Odilia Orozco Guiant
Odilia Orozco Guiant has been an ARDA member for about 20 years and a VIP member since 2015. The company she leads as CEO, Trinity Resort Services, has been part of ARDA since the firm was founded in 2019 as an end-to-end servicer focused exclusively on vacation ownership.
Trinity provides a comprehensive suite of offerings for timeshare companies, focusing not just on loan servicing and annual dues and reservations management, like most servicers, but also on the sales and marketing component, thanks to its partnership with Miami-based SPI Software.
“We can plug in people, process or systems, whether it be lead generation, the sales and marketing front, with systems and processes—where we can support the loan, dues and reservations—and on the marketing side,” she says.
Guiant became CEO of Las Vegas-based Trinity at its founding after about two decades working for other servicers in the industry, who were highly focused on many of the same areas. As leader of a small company, she handles a wide range of aspects and connects with a variety of executives and others in the company in her day-to-day work life.
“We’re not that distant; there’s not that silo-type environment, where the company is so large, and in so many verticals, that sometimes areas don’t even know that other areas exist,” she says. “We really do engage in the process of our customers, trying to learn and understand what they do, how they do it, and how we can make it better. Because that’s the idea; that’s what they pay for.”
The company has grown both through relationships that Guiant and other leaders have built over the years as well as referrals from those they service. Referring clients appreciate “what we’ve been able to achieve … in terms of correcting issues with delinquency portfolios, being able to engage with them at different levels, and really being able to improve their overall operation,” she says. “So, some of those customers have come through word-of-mouth.”
Trinity mostly services timeshare in Mexico and the Caribbean largely for that same reason—it’s where Guiant and others have connections. But “we do have some developers that are American; we do serve quite a few legacy resorts in the U.S.,” she says. “That’s been a really nice addition to the dynamic.”
In its primary call center in Mexico City, Trinity employs artificial intelligence to write and proofread scripts for its agents “that are a little bit more dynamic than maybe one can drum up on their own,” Guiant says. Elsewhere on the technology front, Trinity is working with SPI to develop a texting solution similar to What’s App—which the company uses almost exclusively in Mexico and Europe because “a lot of people only want to contact you through that.”

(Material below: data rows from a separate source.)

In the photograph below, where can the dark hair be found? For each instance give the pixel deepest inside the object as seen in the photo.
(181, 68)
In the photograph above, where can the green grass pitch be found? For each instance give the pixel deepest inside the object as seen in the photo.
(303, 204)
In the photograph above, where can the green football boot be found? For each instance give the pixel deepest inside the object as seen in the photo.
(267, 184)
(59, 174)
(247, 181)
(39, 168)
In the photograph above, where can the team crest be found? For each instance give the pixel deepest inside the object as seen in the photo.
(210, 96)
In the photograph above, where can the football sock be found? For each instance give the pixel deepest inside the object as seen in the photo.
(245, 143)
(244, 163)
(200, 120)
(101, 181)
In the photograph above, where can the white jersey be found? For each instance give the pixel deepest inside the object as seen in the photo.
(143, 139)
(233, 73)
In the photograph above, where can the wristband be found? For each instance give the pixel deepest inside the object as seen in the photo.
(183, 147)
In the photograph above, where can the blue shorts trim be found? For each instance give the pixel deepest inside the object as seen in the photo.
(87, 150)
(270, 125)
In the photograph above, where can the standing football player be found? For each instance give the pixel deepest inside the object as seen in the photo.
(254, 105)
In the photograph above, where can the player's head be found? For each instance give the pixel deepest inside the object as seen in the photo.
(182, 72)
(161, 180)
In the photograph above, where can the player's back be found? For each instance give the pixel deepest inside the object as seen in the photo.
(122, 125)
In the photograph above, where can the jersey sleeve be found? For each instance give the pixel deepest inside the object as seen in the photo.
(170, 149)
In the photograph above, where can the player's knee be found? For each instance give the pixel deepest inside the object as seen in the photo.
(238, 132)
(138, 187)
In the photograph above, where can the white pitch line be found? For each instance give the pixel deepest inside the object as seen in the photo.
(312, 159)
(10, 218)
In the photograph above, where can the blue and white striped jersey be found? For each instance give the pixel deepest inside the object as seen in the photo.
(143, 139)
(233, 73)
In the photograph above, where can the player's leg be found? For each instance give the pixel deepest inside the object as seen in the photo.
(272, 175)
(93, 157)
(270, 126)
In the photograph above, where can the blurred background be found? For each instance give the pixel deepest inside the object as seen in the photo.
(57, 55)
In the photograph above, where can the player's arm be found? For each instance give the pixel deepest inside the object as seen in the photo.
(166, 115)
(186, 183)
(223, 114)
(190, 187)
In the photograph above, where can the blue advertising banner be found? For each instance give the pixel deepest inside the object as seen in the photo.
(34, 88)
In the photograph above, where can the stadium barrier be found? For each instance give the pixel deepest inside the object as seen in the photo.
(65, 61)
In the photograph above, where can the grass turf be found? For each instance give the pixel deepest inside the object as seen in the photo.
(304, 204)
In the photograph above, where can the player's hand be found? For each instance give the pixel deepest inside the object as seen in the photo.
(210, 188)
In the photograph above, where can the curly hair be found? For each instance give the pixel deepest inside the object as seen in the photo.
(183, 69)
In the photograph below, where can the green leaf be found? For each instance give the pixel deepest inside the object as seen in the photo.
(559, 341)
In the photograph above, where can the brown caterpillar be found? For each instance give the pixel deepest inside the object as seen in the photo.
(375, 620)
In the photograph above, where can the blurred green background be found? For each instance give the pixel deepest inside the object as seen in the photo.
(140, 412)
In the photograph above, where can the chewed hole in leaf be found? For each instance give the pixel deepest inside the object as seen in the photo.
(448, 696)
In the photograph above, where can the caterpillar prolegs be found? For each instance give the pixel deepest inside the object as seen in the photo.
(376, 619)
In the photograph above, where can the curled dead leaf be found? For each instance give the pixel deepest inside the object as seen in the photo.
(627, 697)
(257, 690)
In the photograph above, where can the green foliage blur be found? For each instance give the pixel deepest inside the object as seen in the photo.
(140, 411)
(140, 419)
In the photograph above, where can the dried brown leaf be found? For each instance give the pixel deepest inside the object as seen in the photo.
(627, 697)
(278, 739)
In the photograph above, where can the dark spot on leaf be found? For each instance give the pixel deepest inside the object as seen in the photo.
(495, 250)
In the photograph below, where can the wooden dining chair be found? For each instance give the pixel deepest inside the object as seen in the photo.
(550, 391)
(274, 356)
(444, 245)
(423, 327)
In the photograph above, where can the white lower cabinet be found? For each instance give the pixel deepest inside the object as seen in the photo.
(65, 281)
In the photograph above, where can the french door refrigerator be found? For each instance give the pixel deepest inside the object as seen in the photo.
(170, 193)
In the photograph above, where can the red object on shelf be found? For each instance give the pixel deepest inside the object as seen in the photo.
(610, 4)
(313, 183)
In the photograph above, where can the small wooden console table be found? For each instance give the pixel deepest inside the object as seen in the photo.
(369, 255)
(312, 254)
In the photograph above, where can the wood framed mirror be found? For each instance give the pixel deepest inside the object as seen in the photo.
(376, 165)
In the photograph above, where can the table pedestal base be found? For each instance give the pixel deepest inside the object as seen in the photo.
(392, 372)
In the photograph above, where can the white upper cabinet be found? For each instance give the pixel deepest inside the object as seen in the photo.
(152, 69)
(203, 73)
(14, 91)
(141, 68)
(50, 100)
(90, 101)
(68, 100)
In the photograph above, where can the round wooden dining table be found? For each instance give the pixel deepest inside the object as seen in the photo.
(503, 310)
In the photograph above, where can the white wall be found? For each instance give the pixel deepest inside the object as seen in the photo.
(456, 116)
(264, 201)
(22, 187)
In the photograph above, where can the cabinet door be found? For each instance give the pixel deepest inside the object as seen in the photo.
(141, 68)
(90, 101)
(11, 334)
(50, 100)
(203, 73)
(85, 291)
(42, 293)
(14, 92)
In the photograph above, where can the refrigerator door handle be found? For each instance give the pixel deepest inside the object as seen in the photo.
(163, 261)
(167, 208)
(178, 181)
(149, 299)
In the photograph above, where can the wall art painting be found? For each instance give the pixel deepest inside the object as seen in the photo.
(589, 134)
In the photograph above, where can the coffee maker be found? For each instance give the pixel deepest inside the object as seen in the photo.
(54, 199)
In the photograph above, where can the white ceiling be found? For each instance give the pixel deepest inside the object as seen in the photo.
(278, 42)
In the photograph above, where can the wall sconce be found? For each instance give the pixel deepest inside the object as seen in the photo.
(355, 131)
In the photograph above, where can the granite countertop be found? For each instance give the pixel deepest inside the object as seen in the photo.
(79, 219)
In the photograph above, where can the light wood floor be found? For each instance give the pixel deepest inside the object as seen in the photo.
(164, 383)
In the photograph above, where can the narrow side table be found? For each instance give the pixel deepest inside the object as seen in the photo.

Trinity immediately joined ARDA to keep current on what’s happening both on the legislative front and among the key players in the industry, in terms of acquisitions and movers-and-shakers, Guiant says. “It keeps up to speed on the market,” she says. “ARDA does a good job of keeping timeshare present in legislation. … Even though we’re focused on the Mexican and Caribbean side of things, all of those laws affect U.S. consumers, and the majority of consumers that buy timeshare are American and Canadian.”
ARDA also keeps Trinity connected with its own clients, providing the ability to meet, discuss business, and socialize with several of them in a short span—and in turn, Trinity has invited clients who are not yet members to ARDA gatherings “so they can see the benefit,” she says. “We make special trips to see our clients during the year, and they come to our Mexico City office, but ARDA just kind of gets us all in one spot. ... And it just keeps us involved, also, in the conversation of what’s affecting us, and some of the mutations of the timeshare product—becoming a vacation club, points, whatever the new iteration is going to be.”
Guiant enjoys and appreciates attending the spring Timeshare Together conference because it gathers the largest numbers of clients in one place, but she also values the Fall Meeting for its intimacy and ability to access larger players in the industry more easily. “You can actually get hold of people, as opposed to chasing them through the halls of Vegas or Orlando,” she says. “But the Spring of 2024 [conference] should be pretty fun—it’s going to be in my hometown!”
When she’s not traveling for work, Guiant’s favorite place to unwind is probably the Hawaiian islands. “I might have done them all; I make sure I go to multiples at a time,” she says. “I love the way that they take care of their land, and I love the weather. The beaches are amazing. And it’s American infrastructure, so that’s always a plus.” Other topic choices include the “warm turquoise beaches” in Miami Beach, particularly South Beach, and then “maybe the Caribbean—Cancun, that kind of water.”